Two additional issues will likely persist and continue to affect the industry just as they have in the past: i) the performance of interest rates and ii) regulatory risk.

  • Rising interest rates and growing regulatory risk. Despite the inflationary pressure, sharp upturns in rates are unlikely, and if so, companies will remain protected by fixed-rate financing arrangements.

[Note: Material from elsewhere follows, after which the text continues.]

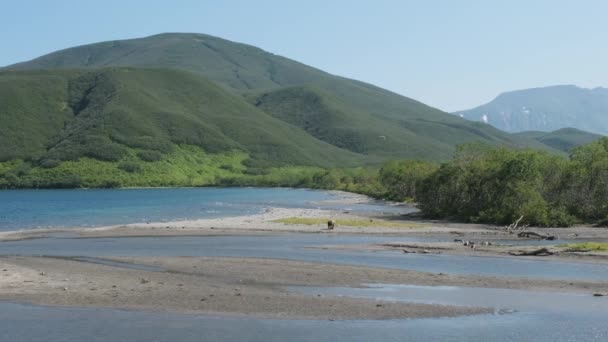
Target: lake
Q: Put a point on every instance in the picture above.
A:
(26, 209)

Delays in projects will probably hit Independent Power Producers (IPPs) harder, resulting in reduced generation of cash, which will probably be remedied via greater reliance on external sources of financing.
  • Governments will likely attempt to limit price increases, with the easiest solution being a cap on profits of inframarginal technologies (nuclear and hydro). Steps may be taken toward an overhaul of the marginalist system. Those who have invested in utilities are not going to pay any more than an additional premium for short-term factors (high prices for part of production) when they see that the electric-generation remuneration model seems to be unviable and change appears on the horizon.

In view of the aforementioned circumstances, the context will be tough for renewable-energy companies and utilities. However, some integrated utilities and IPPs with a relevant size, whose greatest value lies in installed assets, will likely benefit to some degree from higher electricity prices. If the market starts to see a fast upturn in interest rates, listed companies may be affected and good entry points may open up for investing in these companies.